World Explorers- Students will research and present the life of a world explorer. There will be both written and performance aspects to the presentations.  (With a class play, we may not do all aspects of this unit.)

Brook Trout Project- Students will hatch brook trout eggs and rear trout in the classroom, later releasing them into an appropriate habitat

Class Play- Play to be determined by class based on interest and project explorations The date of the class play will be Friday, May 25, 2018 at 2:00, as part of the all school assembly.  We will have an open dress rehearsal that week for parents unable to attend the afternoon performance.

Language Arts

Reading Workshop

In the beginning of the year, students have been reading independently as we observe their strengths and abilities:

–  How they choose and stay with the books they choose

–  How they attend to what they are reading

–  How they read orally

–  How they share their understanding of what they have read

–  How they view reading and what makes a good reader

It is our goal to provide opportunities for students to read for meaningful purposes – both for what we feel is meaningful and for what they think is meaningful.

We will be doing the following types of reading this year:

Independent Reading

Instructional Reading/Conferences

Oral Reading – individual or with reading partners

Read Aloud

Literature Circles (we have begun leveled reading book groups)

Group Novels (we will begin with Tuck Everlasting later this fall)

Choral Reading

Reading while sharing writing

Reader’s Theater

Kindergarten buddy Reading

Reading and Responding to text in Journals

Paired Reading

Author Studies

Reading a Variety of Genres: such as poetry, historical fiction, mysteries, biographies, informational text, etc.

On-line reading comprehension/fluency/vocabulary programs (Lexia or Reading Assistant)

Writing Workshop

Using the Writing Cycle – Brainstorming/Pre-writing, Composing, Revising, and Editing

Writing Process – We will explore the writing process from generating ideas to publishing work. Students will have writing assignments, writing invitations (optional prompts), and choice topics to write about throughout the year.  Writing conventions and topic development will be areas of focus, but we will write in many genres, including expository pieces (such as essays, reports, and biographies), fiction, poetry, detailed scientific writing, and persuasive essays.  In addition to reading with partners, we have begun a weekly Author’s Circle to give students an opportunity to share their writing with their peers.

Using the Lucy Calkins writing program as a guide and focusing on each of the three main elements in the new Common Core standards for written composition, we will write extensively in Narrative, Informational, and Persuasive genres.

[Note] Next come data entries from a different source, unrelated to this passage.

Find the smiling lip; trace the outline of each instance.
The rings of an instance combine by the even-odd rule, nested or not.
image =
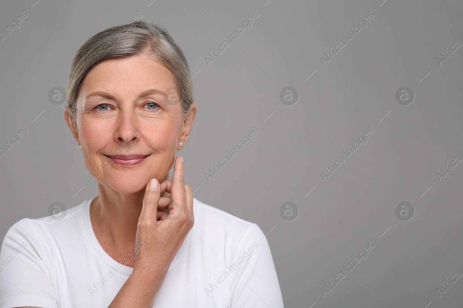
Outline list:
[[[112,158],[112,162],[122,166],[134,166],[144,160],[148,155],[132,154],[131,155],[106,155]]]

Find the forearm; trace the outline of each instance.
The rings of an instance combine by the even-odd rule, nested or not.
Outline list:
[[[165,274],[134,269],[108,308],[151,308]]]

Everyday Math Program – Please refer to Unit Letters at the beginning of each unit to explain the concepts and applications being used.  The letters have an answer key for the homework on the last page in case you are asked to help with an assignment.  Some of the methods and algorithms that are taught in the Everyday Math program may be unfamiliar to parents. Please do not hesitate to ask if you have questions that were not answered in the family letter.

We will also be using Kahn Academy this year. I have been pleased with the way the website individualizes work for each student and everyone can work at his or her own pace.


–  Homework is generally given Monday through Thursday (some longer assignments will extend through the weekend). Homework should not take more than about 50 minutes per night.

–  Every week students will receive homework assignments and reminders. It is the student’s responsibility to bring homework folders and/or binders back and forth from home to school each day and to keep track of assignments.

–  Students are also expected to read an average of 30 minutes or more daily in addition to their homework assignments, including weekends..  We are asking them to try reading different genres throughout the year and to be critical readers who are able to recommend books for others. They may be bringing their assigned classroom novels or non-fiction books home to read. They will often have sticky-notes on which to jot down questions, thoughts, predictions,  responses,  and new vocabulary as they read.